An advanced numerical framework for the simulation of flow induced vibration for nuclear applications

Abstract

In this work, an advanced solver for the simulation of Fluid-Structure Interaction (FSI) problems for nuclear applications is presented. The numerical framework, called as NRG-FSIFOAM, uses a Finite Volume (FV) fluid solver and a Finite Element (FE) structural solver coupled together with a partitioned approach. State-of-the-art implicit coupling algorithms are used in order to increase the accuracy and the stability of the solver for low solid-to-fluid density ratio, i.e. strongly coupled, FSI problems.
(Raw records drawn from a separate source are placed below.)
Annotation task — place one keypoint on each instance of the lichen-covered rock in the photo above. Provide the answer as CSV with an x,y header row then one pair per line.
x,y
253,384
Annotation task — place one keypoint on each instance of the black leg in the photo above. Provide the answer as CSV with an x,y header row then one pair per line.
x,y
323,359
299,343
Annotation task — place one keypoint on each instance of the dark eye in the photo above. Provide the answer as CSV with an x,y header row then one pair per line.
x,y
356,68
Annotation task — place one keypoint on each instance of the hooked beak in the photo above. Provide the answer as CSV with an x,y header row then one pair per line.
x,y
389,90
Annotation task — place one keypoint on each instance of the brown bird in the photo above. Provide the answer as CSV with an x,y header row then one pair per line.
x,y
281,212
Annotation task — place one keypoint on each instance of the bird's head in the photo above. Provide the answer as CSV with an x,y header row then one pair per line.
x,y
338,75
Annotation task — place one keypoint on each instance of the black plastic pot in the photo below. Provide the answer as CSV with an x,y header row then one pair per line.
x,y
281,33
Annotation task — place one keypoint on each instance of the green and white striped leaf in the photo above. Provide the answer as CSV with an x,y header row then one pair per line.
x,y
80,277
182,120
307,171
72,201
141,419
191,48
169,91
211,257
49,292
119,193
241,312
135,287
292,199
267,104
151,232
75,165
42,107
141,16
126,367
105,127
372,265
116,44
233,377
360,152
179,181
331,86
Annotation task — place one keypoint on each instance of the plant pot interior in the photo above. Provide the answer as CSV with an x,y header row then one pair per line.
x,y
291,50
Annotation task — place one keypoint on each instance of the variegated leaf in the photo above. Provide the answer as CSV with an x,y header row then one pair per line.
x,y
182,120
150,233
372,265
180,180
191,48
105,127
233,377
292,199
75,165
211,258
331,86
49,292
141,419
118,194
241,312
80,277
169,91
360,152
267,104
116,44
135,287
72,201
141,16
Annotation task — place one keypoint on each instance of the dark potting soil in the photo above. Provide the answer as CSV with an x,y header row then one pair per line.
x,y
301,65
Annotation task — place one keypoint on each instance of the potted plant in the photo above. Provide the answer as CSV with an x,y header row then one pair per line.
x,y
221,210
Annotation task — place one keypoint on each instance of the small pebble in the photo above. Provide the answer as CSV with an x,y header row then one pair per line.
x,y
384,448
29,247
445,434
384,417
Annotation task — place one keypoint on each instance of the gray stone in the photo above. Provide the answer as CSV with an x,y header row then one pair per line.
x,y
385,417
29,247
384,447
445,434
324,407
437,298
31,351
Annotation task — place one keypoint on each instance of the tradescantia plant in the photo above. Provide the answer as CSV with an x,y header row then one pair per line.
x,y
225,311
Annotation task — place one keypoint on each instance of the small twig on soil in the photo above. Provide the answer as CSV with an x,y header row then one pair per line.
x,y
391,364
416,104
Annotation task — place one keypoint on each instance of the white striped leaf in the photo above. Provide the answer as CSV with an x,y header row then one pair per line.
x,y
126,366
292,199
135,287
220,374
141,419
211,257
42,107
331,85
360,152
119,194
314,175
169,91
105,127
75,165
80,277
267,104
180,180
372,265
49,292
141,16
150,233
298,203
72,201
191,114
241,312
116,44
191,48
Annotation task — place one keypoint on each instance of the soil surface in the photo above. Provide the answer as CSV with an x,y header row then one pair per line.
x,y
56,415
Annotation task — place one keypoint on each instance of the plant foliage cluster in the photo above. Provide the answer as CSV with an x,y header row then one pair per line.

Furthermore, the solver offers significant advantages with respect to traditional approaches for the solution of turbulent flows because it is equipped with an advanced algorithm to predict pressure fluctuations without the necessity to perform high fidelity simulations. This approach, called as Pressure Fluctuation Model (PFM), uses a stochastic model to generate velocity fluctuations that satisfy the mean turbulent quantities; the corresponding fluctuating pressure field is computed from the Poisson’s equation. The pressure fluctuation field complements the mean pressure field computed with URANS models and it is then used as a part of the external forcing for the structural problem. This solver is first tested against benchmark FSI problems with laminar flows. Subsequently, it is used to simulate flow induced vibrations of cylindrical fuel rods in turbulent water and liquid metal flows and to simulate the vibrations of a cantilever beam in turbulent water flow.